Allocation Agreement CY2015-CY2016 (Round 13) Some notable changes: General Terms and Conditions: Addition of “…or the Controlling Entity, if such fraud or mismanagement by the Controlling Entity would hinder the Allocatee’s ability to perform under the Allocation Agreement…” Article II -Definitions: Addition of “the Allocation Application, the NMTC Allocation Application Q&A Document…” Section 2.14 – Definition of NMTC Allocation Application Q&A Document.

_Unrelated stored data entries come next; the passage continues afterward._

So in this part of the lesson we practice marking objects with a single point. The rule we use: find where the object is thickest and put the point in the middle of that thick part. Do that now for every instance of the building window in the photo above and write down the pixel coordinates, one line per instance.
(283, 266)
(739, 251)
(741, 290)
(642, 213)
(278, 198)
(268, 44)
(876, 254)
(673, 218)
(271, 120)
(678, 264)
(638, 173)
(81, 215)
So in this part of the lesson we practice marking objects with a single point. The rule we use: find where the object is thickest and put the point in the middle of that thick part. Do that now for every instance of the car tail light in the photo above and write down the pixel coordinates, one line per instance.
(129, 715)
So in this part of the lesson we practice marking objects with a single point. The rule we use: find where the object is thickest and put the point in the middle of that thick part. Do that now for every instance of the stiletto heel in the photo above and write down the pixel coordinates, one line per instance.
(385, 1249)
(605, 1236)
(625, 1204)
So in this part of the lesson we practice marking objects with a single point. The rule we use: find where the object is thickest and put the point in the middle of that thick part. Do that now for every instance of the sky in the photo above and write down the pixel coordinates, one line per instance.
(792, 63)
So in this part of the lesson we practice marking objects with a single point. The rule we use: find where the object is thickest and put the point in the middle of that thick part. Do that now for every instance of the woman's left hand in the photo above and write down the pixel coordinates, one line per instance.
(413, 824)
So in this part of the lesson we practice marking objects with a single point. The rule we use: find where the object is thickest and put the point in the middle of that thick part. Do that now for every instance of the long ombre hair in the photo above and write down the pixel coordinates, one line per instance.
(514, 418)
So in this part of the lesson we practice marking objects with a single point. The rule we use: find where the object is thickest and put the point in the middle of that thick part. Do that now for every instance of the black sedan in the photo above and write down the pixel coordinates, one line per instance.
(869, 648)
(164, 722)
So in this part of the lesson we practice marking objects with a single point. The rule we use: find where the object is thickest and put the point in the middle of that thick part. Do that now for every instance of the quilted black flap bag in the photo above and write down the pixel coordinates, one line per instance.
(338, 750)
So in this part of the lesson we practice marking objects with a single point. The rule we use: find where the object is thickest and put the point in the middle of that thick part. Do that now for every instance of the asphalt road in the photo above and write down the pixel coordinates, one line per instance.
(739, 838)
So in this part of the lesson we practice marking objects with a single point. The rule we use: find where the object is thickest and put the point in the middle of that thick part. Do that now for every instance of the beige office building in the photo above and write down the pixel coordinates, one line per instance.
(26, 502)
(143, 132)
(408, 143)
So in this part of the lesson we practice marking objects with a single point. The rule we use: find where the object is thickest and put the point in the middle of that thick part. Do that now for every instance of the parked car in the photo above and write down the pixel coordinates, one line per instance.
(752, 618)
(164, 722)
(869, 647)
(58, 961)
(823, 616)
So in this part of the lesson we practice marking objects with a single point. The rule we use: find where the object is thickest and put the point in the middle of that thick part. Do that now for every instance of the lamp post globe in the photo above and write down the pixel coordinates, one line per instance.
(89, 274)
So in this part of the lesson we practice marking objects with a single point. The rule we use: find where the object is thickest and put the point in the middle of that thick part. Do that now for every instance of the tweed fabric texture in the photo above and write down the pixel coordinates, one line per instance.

Section 3.2 – Authorized uses of NMTC Allocation date changed from September 30 to December 31 (2019). Section 3.2(d)- Additional language addressing the CDFI Fund’s review of any subsequent changes in the QALICB, Allocatee, or Subsidiary Allocatee’s ownership.
Allocation Agreement CY2015-CY2016 (Round 13) Some notable changes: Section 3.2(h)(v)(c) – Addition of clarifying language: “…at least 60% of the projects’ gross income is derived from sales, rentals, services, or other transactions to customers who are LIPs.” Section 3.2(h)(x) – Addition of “…Indian Reservations, Off-Reservation Trust Lands or Alaskan Native Village Statistical Areas, or Hawaiian Home Lands.” Section 3.2(h)(xvi) – Addition of “…Impacted Coal Counties, base realignment and closure areas.” Section 3.2(l)(ii) – Addition of Arkansas and Wyoming as “identified states”. Section 3.2(l)(vi) – Addition of “(vi) QLICIs made in Federal Indian Reservations, Off-Reservation Trust Lands, Hawaiian Home Lands, and Alaska Native Village Statistical Areas.”
Allocation Agreement CY2015-CY2016 (Round 13) Some notable changes: Section 3.3(j) (i)-(ii) - The Allocatee shall not use the proceeds of a QEI to make a QLICI in a QALICB where such QLICI proceeds are used, in whole or in part, to repay or refinance expenditures incurred by a debt or equity provider whose capital was used to fund the QEI, or are used to repay or refinance expenditures incurred by any Affiliate of such a debt or equity provider, except where: (i) the QLICI proceeds are used to repay or refinance documented reasonable expenditures of the debt or equity provider (or its Affiliate), that are directly attributable to the qualified business of the QALICB, and such expenditures were incurred no more than 24 months prior to the QLICI closing date; or (ii) no more than 5% of the QLICI proceeds are used to repay or refinance documented reasonable expenditures of the debt or equity provider (or its Affiliate) that are directly attributable to the qualified business of the QALICB. For purposes of this subsection, refinance includes transferring cash or property, directly or indirectly, to the debt or equity provider or an Affiliate of the debt or equity provider.
Allocation Agreement CY2015-CY2016 (Round 13) Some notable changes: Section 6.9 - Advise the CDFI Fund of Certain Material Events – changed from twenty (20) to thirty (30) days. Section 9.11 – Amendments- Notify the CDFI Fund via CDFI Fund’s Awards Management Information System (AMIS).